Saturday, October 09, 2010

US poverty spreads to the suburbs

The recent increase of poverty in the United States has seen it's greatest effects in the country's suburban areas. With the big loss of jobs and foreclosures seen during the global economic recession, the people who needed help were those who used to be comfortable.

From MSNBC, Associated Press writer Hope Yen explores the spread of poverty in the US.

A pair of analyses by the nonprofit Brookings Institution paint a bleak economic picture for the 100 largest metropolitan areas over the past decade and in the coming years, when the U.S. poverty rate is projected to edge toward 15 percent.

They also come weeks before the Nov. 2 congressional elections in which voters anxious over the slumping economy will decide whether to keep Democrats in power. Made up of both cities and surrounding suburbs, the large metro areas represent two-thirds of the U.S. population and are home to key battlegrounds that helped lift Democrat Barack Obama to victory in 2008.

The analyses of census data released Thursday show that since 2000, the number of poor people in the suburbs jumped by 37.4 percent to 13.7 million. That's faster than the national growth rate of 26.5 percent and more than double the city rate of 16.7 percent.

After the recession began in 2007, the suburbs continued to post larger increases in the number of poor — adding 1.8 million, compared to 1.4 million in the cities. Suburbs are now home to roughly one-third of the nation's poor.

At the same time, social service providers are spread thin in many suburban areas, according to a detailed Brookings survey of groups in representative metropolitan areas of Chicago, Los Angeles and the District of Columbia.

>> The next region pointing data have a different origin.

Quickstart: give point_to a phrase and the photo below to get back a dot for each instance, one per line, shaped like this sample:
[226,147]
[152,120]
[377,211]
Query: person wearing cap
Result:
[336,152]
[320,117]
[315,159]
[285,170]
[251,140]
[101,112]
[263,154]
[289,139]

That has forced providers to turn away many poor people due to increasingly scarce government and private-sector aid that is typically given to cities first.

"Millions of Americans at all income levels moved to the suburbs looking for better schools, better jobs, affordable housing, and a sense of security, but in recent years, as incomes have fallen, people had a harder and harder time making ends meet," said Scott Allard, a University of Chicago professor who co-wrote one of the reports.